Direktur Eksekutif Indeks Politica Indonesia (IPI), Suwadi Idris Amir.

Direktur Eksekutif Indeks Politica Indonesia (IPI), Suwadi Idris Amir.

MAKASSAR,DJOURNALIST.com  –  Pemerintah dan DPR sudah sepakat terkait waktu penyelenggaranaan Pileg, Pilkada, dan Pilpres 2024.

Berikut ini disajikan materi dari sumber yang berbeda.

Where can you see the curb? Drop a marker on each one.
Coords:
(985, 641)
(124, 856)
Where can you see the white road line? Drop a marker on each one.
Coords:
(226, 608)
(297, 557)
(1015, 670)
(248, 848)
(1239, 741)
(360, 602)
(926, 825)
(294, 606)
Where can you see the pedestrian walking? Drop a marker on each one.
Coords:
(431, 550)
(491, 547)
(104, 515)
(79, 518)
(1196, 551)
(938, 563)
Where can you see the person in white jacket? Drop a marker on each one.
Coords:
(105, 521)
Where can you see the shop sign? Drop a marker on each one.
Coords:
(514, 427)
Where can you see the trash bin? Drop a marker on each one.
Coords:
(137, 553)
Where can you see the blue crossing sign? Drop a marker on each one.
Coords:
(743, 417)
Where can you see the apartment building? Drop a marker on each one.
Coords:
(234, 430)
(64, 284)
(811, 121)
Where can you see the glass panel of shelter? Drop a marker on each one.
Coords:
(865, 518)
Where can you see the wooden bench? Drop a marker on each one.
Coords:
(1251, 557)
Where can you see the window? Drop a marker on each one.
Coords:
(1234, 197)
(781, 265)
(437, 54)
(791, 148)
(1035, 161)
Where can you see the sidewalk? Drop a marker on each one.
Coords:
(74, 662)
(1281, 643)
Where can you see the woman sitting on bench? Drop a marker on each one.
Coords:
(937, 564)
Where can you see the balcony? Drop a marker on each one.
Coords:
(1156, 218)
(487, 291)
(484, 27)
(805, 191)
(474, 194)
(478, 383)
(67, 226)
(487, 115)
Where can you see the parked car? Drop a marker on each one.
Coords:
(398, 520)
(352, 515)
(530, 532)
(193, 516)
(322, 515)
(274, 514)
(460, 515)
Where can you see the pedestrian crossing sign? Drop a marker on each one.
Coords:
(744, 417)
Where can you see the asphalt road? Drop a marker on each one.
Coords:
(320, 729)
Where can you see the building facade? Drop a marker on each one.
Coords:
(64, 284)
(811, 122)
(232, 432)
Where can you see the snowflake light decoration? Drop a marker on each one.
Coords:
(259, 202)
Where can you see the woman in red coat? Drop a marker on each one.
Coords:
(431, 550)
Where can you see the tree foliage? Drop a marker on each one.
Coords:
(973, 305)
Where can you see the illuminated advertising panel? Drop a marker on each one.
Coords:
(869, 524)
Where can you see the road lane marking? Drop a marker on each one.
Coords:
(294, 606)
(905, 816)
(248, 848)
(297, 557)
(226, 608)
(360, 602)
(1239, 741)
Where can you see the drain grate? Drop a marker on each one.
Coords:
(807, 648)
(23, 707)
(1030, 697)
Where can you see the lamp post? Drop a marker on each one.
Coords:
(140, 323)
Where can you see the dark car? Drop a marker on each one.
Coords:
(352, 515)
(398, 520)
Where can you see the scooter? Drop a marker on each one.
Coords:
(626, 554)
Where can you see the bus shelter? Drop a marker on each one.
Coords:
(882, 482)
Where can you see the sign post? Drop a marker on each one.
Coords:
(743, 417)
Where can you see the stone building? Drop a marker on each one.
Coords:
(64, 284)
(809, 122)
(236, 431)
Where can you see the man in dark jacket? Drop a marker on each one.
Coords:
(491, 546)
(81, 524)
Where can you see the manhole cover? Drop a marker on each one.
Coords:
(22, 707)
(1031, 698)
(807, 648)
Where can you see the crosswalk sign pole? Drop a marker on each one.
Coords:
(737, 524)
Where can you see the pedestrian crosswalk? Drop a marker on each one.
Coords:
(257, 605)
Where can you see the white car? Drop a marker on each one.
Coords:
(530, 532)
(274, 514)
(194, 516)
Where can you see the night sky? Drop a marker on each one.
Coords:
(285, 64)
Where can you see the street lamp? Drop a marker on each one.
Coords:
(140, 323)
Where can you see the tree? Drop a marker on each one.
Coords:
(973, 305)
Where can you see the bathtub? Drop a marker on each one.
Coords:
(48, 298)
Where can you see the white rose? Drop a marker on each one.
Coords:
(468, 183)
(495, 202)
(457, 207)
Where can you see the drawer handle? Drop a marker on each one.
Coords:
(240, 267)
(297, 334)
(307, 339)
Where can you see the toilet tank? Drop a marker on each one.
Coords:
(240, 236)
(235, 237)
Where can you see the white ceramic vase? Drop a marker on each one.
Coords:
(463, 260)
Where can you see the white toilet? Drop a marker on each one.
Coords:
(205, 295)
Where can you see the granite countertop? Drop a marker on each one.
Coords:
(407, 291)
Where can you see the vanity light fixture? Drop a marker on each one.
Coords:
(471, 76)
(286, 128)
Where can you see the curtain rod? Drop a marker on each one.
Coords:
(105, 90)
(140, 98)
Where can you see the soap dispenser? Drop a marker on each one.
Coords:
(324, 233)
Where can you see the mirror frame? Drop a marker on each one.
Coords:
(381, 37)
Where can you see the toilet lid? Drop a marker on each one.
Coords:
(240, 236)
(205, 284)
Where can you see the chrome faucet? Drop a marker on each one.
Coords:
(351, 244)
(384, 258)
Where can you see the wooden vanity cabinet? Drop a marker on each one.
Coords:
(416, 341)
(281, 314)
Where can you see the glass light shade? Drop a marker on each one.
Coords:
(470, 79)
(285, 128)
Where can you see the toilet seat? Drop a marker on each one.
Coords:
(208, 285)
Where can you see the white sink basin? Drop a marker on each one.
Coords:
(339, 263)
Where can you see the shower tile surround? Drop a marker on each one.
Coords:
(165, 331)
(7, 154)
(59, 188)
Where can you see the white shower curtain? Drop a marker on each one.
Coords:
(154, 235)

Dari keputusan tersebut, ada empat poin kesepakatan, yakni pemungutan suara pemilihan umum termasuk Pileg dan Pilpres diselenggarakan 28 Februari 2024, pemungutan suara Pilkada serentak dilaksanakan 27 November 2024, tahapan dimulai 25 bulan sebelum pungutan suara yakni sejak Maret 2022, dan dasar pencalonan Pilkada didasarkan pada hasil pemilihan legislatif (Pileg) 2024.

Direktur Indeks Politica Indonesia (IPI) Suwadi Idris Amir mengatakan, melihat jarak antar pileg dan pilkada cukup jauh yang membuat para eliet yang berpilir untuk bertarung pada pilkada mendatang harus ikut bekerja di pileg.

“Jadi kalau calon wali kota, bupati dan gubernur yang tidak main di pileg dia bisa ketinggalan kereta karena orang yang mau maju pasti dominan betmain disitu, dia pasti sudah berkontribusi ke partai sehingga untuk meyakinkan partai agar mengusung dia tidak susah,”kata Suwadi kepada awak media,Selasa 6 Juli 2021.

Bahkan, para eliet non parpol yang juga berpikirin ikut bertarung pada pilkada juga harus ikut memberikan kontribusi pada pileg mendatang.

“Jadi calon yang non parpol atau bukan kader parpol itu harus berkontribusi di pileg karena saya yakin sekali orang yang menatap pilkada akan sudah bermain di pileg 2024 karena hasil dari pemilu 2024 ini yang dijadikan penentu untuk maju di pilkada gubernur dan bupati walikota,”ucapnya.

“Sama halnya juga dengan kader partai, saya yakain partai sudah mengatur kader-kadernya ada memang yang dipersiapkan hanya dipileg dan ada yang dipersiapkan menatap pilkada, artinya yang menatap pilkada tidak akan maju di pileg,”tutur Suwadi.

Selain itu, ia juga mengatakan jika saat ini banyak eliet atau kader parpol yang kebingungan ingin maju di pileg atau maju di pilkada.

“Banyak memang saat ini kader partai itu kebingungan atau dilematis, misalnya beberapa bupati yang sudah berakhir masa jabatannya apakah dia maju di DPR RI atau misalnya menunggu berakhir masa jabatannya sampai desember dan dia maju di pilkada,” katanya.

“Kalau misalnya dia maju di pileg dan terpilih berarti masa jabatannya kan pendek berarti ada sekitar 10 bulan yang dia buang. Ini otomatis membuat mereka dilematis,” jelasnya.